By Paul Koch –
Friday is the day, Friday is the anniversary of the death of the patron saint of Ireland, and it will be amateur hour at pubs across the country. Young and old will dress up like Leprechauns, cheap beer will be dyed green and a scene that looks like a combination of Mardi Gras and Cinco de Mayo covered in clovers will fill the local Irish (or even non-Irish) bar. There will beads and revelry and drink specials and if you’re lucky, songs with a live band.
And at some point, I’ll find myself right in the midst of the foolishness that is Saint Patrick’s Day.
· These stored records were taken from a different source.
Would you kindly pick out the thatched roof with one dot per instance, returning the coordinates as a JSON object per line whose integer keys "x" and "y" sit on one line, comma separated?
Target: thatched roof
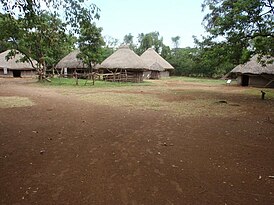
{"x": 150, "y": 56}
{"x": 254, "y": 67}
{"x": 71, "y": 61}
{"x": 14, "y": 63}
{"x": 156, "y": 66}
{"x": 124, "y": 58}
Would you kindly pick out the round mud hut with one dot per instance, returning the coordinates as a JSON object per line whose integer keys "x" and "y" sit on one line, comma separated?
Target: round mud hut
{"x": 14, "y": 67}
{"x": 254, "y": 73}
{"x": 70, "y": 64}
{"x": 158, "y": 66}
{"x": 123, "y": 66}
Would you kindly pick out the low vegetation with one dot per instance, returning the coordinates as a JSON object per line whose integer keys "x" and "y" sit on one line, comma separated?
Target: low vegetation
{"x": 14, "y": 101}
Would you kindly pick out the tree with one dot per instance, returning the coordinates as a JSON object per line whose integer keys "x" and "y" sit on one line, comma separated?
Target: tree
{"x": 90, "y": 44}
{"x": 128, "y": 40}
{"x": 242, "y": 23}
{"x": 45, "y": 40}
{"x": 175, "y": 40}
{"x": 150, "y": 40}
{"x": 37, "y": 33}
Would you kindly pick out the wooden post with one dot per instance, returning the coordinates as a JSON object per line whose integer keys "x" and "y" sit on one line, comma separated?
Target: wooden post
{"x": 263, "y": 94}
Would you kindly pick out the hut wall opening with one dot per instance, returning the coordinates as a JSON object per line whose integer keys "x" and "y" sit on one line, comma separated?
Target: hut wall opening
{"x": 16, "y": 73}
{"x": 245, "y": 80}
{"x": 123, "y": 76}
You see, there is a beauty and even a romance to local pubs. I’ve found that they are places of welcome and conversation and debate. But they have a life and liturgy all their own. There are movements and seasons to a pub, some are sad and somber others are full of rejoicing and celebration. They can be both places of great responsibility for our fellow man and places of utter hedonism and often they can seemingly do both at the same time. The pub is the ongoing commentary about the human situation, not just there for us to examine and decipher but to engage with and struggle with – to sing and cry and celebrate.
I’m not even sure what it is we celebrate on the Feast of St. Patrick. I don’t think any of those seated next to me on the barstool will be toasting to the successful conversion of Ireland to Christianity. They might remember the legend about the snakes, but not too much about the paganism he fought against. I think most probably know that the celebration here in America is vastly different from that in Ireland but I don’t think many care about being culturally accurate in their feasting. They just want to have a good feast.
From the outside, you may see all this as foolish. You may easily and willingly classify the partakers of the feast as drunkards and hypocrites who use it as another excuse to just get hammered, and perhaps you’d be right. But such a conclusion can only come from the outside, away from the rich context of the lives of the people who will gather in the pub on St. Patrick’s Day.
Upon closer examination, if you find yourself in the midst of the crowd raising your glass with them and talking about life and love and sorrow you may just find something quite different than alcoholic escapism. You will find that many who gather come with a longing desire for a celebration that they find so lacking in their lives. They come to not be alone but instead find some joy to being packed in three deep at the bar just to get a beer. They come looking for a reason to smile and laugh out loud. They come to raise their glass and make a toast even though they don’t know why they are doing it. They come to be part of the feast and I think that is something we can all appreciate.
The longing to be part of the feast ought to find a sympathetic ear in the Christian Church. The household of the faithful centers on feasting. We participate in a feast of the body and blood of our Lord Jesus Christ as a foretaste of the feast to come. That’s right, we feast in preparation for an even bigger feast! We long for this feast, we pray for the feast to come, we speak the Words of life into each other’s ears so that we might endure until the dawn of that great feast. And on that day, we will see all those gathered at the feast. You might even find yourself lifting up your glass with St. Patrick himself as together we drink deep of the eternal gifts of our Lord.
Until that day we celebrate our lesser feasts with each other. We break bread and feed upon the very gifts of life around our Lord’s table. We feast with our family and friends on holidays and at times of celebration. And perhaps, you just may wander out to your local pub on Friday night and step into a feast of a world longing for something more. Their liturgy may be lesser than the church’s but it’s not without value or reason; to learn it is to learn part of the fears, hopes and longings of your neighbor. To learn that is to begin the process of proclaiming the wonders of a feast without end.